Overall there’s a bit of a conundrum here, as we can’t really reach an accurate conclusion: Has Apple maintained the L2 cache at 8MB, or do we simply not see more of it because of a continuation of this logical partitioning? While we don’t have access to a die shot of the A12X to confirm this, I still think this is simply a case of Apple maintaining 8MB of L2 and sharing it among the four Vortex cores.
One of the A12’s big improvements was the new system level cache coming in at 8MB and employing a new microarchitecture. It looks like this part of the memory cache hierarchy has also remained unchanged as we just see minor differences in the latency behaviour past 8MB (Past the L2).
We’ve extensively covered the SPEC2006 performance of the A12 in our review of the iPhone XS/XS Max and analysed the microarchitectural characteristics of the new Vortex CPU as observed in the performance results of the various SPEC workloads.
We continue the same exercise on the A12X: In general we shouldn’t expect too big variations here from the iPhone results, with the only big difference between the two SoCs being the increased memory bandwidth available to the A12X.
In SPECin2006, the A12X’s performance is pretty much in line with the A12, with the scores being pretty much within the margin of error, although the A12X ends up a percentage point or two faster than the A12 in some benchmarks.
The big outlier here is 462.libquantum: The benchmark workload here is characterised as heavily vectorised and extremely memory bandwidth intensive. Here the 21% increase could very well be attributed to the doubled memory bandwidth available to the A12X.
In SPECfp2006, a more significant amount of workloads are characterised by their memory and latency intensive nature.
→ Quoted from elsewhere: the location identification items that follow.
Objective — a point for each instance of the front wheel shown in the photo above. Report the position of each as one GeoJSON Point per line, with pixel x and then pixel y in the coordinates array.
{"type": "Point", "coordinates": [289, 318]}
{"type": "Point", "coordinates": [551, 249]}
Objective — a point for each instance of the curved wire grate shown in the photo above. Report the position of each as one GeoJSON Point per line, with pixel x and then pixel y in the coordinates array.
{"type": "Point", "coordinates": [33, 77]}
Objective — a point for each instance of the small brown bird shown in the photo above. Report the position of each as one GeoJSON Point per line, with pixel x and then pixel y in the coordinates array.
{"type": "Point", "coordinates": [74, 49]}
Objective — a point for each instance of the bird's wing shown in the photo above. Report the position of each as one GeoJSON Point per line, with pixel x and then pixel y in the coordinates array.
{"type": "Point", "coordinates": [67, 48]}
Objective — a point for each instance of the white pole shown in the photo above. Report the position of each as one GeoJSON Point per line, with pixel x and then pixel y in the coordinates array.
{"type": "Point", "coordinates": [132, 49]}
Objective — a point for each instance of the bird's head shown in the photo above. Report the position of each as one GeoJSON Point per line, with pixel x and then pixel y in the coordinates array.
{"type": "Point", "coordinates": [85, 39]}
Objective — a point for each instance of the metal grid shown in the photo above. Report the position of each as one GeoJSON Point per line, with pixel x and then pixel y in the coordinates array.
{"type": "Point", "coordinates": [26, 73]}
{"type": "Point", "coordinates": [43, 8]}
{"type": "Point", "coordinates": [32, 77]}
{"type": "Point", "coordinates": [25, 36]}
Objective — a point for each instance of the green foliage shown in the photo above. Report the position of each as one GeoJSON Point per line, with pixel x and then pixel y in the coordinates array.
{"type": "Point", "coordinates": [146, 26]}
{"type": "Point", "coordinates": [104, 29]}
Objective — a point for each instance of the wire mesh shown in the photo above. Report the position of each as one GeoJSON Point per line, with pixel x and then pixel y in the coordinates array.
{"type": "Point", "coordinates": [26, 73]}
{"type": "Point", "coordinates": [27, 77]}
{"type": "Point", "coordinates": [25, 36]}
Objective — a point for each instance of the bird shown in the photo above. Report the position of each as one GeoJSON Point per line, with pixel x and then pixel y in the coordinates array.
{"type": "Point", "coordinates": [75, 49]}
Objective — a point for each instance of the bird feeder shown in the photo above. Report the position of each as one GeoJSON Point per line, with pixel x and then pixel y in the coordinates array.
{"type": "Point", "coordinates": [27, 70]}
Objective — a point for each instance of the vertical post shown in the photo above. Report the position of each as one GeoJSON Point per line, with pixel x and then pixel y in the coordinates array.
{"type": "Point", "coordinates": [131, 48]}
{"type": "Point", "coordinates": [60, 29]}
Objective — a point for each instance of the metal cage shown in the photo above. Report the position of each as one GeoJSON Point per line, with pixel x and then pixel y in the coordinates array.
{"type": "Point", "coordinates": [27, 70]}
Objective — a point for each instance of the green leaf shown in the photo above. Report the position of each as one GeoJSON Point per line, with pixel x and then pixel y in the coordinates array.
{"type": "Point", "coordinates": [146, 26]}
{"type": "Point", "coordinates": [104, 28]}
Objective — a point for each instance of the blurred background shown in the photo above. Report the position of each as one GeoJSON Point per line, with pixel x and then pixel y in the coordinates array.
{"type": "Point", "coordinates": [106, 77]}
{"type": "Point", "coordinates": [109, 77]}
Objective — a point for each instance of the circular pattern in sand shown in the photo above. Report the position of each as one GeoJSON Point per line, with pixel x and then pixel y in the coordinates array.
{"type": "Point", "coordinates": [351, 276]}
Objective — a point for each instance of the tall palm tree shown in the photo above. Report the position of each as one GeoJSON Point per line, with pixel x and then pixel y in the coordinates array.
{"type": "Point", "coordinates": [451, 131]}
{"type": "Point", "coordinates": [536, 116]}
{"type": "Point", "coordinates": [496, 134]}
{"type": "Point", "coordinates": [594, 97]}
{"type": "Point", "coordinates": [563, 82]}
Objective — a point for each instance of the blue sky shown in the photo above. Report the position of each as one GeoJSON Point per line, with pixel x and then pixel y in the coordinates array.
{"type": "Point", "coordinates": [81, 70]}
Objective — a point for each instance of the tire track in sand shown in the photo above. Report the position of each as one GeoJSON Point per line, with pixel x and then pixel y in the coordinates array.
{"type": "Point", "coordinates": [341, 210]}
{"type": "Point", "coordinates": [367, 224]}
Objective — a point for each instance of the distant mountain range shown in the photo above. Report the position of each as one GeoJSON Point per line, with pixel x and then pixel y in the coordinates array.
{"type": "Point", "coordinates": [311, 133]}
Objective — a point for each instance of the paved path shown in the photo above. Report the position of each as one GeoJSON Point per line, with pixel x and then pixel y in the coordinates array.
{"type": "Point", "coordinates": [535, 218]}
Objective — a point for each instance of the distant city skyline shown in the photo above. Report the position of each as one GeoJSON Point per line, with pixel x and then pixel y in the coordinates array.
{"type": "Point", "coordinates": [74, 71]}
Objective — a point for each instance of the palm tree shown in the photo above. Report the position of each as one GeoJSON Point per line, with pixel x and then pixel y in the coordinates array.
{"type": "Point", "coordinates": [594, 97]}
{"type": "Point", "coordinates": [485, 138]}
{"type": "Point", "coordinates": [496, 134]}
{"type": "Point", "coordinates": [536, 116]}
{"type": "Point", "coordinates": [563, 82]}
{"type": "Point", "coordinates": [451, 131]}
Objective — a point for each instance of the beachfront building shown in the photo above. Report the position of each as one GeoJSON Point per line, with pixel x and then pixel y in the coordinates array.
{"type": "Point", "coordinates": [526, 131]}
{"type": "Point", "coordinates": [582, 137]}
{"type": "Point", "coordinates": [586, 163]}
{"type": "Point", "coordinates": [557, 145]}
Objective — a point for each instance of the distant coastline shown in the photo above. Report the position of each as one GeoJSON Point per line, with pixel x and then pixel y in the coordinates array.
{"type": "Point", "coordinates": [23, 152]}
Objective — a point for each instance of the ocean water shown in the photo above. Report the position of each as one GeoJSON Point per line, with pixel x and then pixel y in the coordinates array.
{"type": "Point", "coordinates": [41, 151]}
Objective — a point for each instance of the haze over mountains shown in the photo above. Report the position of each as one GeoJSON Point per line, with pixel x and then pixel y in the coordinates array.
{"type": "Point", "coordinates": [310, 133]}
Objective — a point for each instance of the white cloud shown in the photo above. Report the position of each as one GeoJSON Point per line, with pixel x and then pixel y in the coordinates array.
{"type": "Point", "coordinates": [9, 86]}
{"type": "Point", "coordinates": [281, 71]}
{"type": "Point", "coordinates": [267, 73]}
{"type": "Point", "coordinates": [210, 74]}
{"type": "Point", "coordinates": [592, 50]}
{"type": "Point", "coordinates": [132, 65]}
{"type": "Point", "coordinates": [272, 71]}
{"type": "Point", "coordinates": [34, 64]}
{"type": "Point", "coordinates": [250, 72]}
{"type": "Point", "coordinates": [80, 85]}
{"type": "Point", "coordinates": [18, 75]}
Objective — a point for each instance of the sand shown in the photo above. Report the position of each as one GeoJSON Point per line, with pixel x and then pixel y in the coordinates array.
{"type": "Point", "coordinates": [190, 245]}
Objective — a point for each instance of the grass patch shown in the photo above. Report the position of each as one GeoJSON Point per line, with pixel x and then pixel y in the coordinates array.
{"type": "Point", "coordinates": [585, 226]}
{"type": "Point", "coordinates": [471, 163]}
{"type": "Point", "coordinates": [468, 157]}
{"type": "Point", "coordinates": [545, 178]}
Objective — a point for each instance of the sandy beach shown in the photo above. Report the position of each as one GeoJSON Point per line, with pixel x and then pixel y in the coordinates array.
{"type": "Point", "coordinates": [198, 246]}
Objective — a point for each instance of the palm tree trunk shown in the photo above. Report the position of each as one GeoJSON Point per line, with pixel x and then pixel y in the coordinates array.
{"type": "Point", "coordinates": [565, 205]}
Here, the advantages of the A12X are more visible as we’re seeing an average 7% increase, ranging from 3% as the lowest increase in 444.namd up to more significant 14 and 12% increases in 433.milc and 470.lbm.
The overall SPEC2006 scores for the A12X are 45.95 in SPECint2006 and 58.78 in the C/C++ workloads of SPECfp2006 – representing 2% and 7% increases over the A12.
For the sake of comparison against the various existing mobile SoCs, here’s again a large graph overview comparison containing all relevant recent Arm microarchitectures.
Unfortunately for this review we weren’t able to probe the power and efficiency of the A12X – however I’m expecting figures not all too different to what we’ve published on the A12, meaning single-core active system power should be in the 3.6-4.3W range. Naturally this should be a bit higher on the A12X due to the doubled memory controller interfaces.
Overall, the A12X is a beast of a SoC and very much follows the performance of the A12. The CPU on the A12X seems pretty much the same as on the A12 – with slight performance increases in workloads that more heavily stress the memory subsystem, here the doubled memory bandwidth helps the A12X to rise above the A12.